The Senate voted 11-9 on Thursday in favor of repeal after about an hour of debate. Sen. Greg Lavelle, R-Sharpley, was absent for the vote. Sen. Robert Marshall, D-Wilmington, flipped from supporting repeal legislation in 2013 to opposing repeal on the Senate floor on Thursday.
"I wanted an amendment so that the death penalty conviction would guarantee that the individual convicted would be 23 hours in a cell, one hour outside the cell forever," Marshall said.
Senate Majority Leader David McBride, D-Hawk's Nest, flipped his vote from no to yes, saying the death penalty is a "failed public policy that serves no purpose in our criminal justice system."

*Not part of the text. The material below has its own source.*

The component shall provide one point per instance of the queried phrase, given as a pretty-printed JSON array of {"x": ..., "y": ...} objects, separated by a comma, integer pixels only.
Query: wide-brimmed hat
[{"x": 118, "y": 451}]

The legislation, sponsored by Sen. Karen Peterson, D-Stanton, includes an exemption for the 15 inmates currently sitting on Delaware's death row, who would still face execution by lethal injection.
The measure has support from clergy and a finely tuned political effort partly organized by Erik Raser Schramm, a Democratic operative and former top aide to Delaware House Democrats. A coalition supporting Peterson's bill includes the American Civil Liberties Union of Delaware, the Delaware Center for Justice, the NAACP and the League of Women Voters.
Gov. Jack Markell has yet to weigh in. A spokeswoman for Markell said in an email Thursday that the governor is following the debate, but would not take a position.